C’est Jean-Jacques Nguyen qui est l’auteur de “Big Crunch” (3), le premier texte de la livraison d’été 2007 de Bifrost. Un texte qui se laisse lire avec plaisir, plus pour l’évocation éminemment science-fictive de ces hommes qui ont choisi l’immortalité en disparaissant dans un nuage de particules, que pour l’histoire proprement dite de la jeune fille qu’ils ont inventée pour tromper leur ennui. Un texte qui incite aussi a redécouvrir Les Visages de Mars, le recueil de nouvelles que Nguyen a publié en 1998.

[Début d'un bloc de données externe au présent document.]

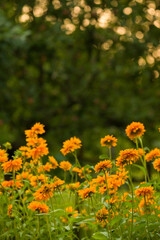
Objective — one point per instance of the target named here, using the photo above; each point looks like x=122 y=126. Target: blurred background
x=83 y=68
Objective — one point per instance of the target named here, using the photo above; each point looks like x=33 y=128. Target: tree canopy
x=83 y=68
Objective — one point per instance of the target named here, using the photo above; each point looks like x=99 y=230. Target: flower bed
x=98 y=202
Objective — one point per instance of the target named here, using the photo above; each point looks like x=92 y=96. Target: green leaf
x=103 y=156
x=100 y=235
x=141 y=167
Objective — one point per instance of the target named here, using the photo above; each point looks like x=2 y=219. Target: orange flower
x=12 y=165
x=86 y=192
x=71 y=212
x=36 y=129
x=9 y=211
x=10 y=183
x=44 y=193
x=54 y=162
x=24 y=175
x=108 y=141
x=102 y=215
x=65 y=165
x=47 y=167
x=34 y=180
x=127 y=157
x=135 y=130
x=144 y=191
x=71 y=145
x=41 y=207
x=74 y=186
x=103 y=165
x=152 y=155
x=38 y=152
x=3 y=156
x=57 y=183
x=156 y=164
x=25 y=151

Jacques Barbéri signe avec “Les Amants du paradis artificiel” (3) une nouvelle plutôt loufoque, une sorte de mise en abîme de la vie de l’écrivain de science-fiction Philip K. Dick. On est loin du genre de textes que j’apprécie mais il y a quelque chose de plaisant à regarder cette galerie de tarés s’agiter et exposer leurs théories sur le monde. Ce sera vite oublié, mais ça reste infiniment plus lisible que le “In the Court of the Lizard King” de Bifrost 44.

“Tout sauf un chien” (3.5) a valu à Michael Swanwick le Prix Hugo en 2002. Dans ce futur étrange et à peine évoqué où les machines et les réseaux informatiques ont failli anéantir l’humanité, un chien humanoïde et doué de la parole – un peu filou et plutôt escroc – voyage tout naturellement jusqu’en Angleterre. Ce qui fait tout le charme de ce pur récit de science-fiction, c’est que Swanwick ne s’embarrasse pas d’expliquer à son lecteur comment tout cela est possible. Il faut s’ouvrir au texte et l’accepter tel qu’il est… L’intrigue, elle, tourne autour d’une escroquerie plutôt classique. À lire pour l’univers étonnant plus que pour l’histoire proprement dite.

C’est Jean-Claude Dunyach qui clôt avec “Repli sur soie” (3.5) le sommaire “fictions” de ce Bifrost. Cette jolie nouvelle reprend le thème bien connu des univers parallèles et l’illustre avec succès en s’inspirant des techniques d’origami. Un récit simple et mélancolique, empli de poésie, bien rythmé et écrit avec soin, qui laisse un bon souvenir même s’il manque un peu d’originalité.

Bifrost comprend depuis plusieurs année trois rubriques importantes : la partie littéraire avec quelques nouvelles qui sont le plus souvent d’une lecture agréable ; la partie critique qui est une véritable mine d’informations sur les sorties récentes ; et l’entretien, plus ou moins intéressant, évidemment, suivant que l’on soit plus ou moins intéressé par la victime des questions de Richard Comballot. La partie critique est forte cette fois de cinquante-cinq pages qui laissent largement de quoi ajouter quelques lignes à sa liste d’achat. L’entretien est consacré à Jean-Claude Dunyach, un bourreau de travail qui semble manquer diablement de confiance en soi. Quelqu’un aussi qui semble bien sympathique et qui accepte – comme c’est souvent l’habitude en ces pages – de se livrer en toute franchise. Merci, Monsieur Dunyach1 !

  • Bifrost 47, sous la direction de Olivier Girard (2007), Le Bélial’.
  1. À noter que la critique de La Station de l’Agnelle, premier recueil de nouvelles de Jean-Claude Dunyach publié chez l’Atalante, est disponible sur ce site.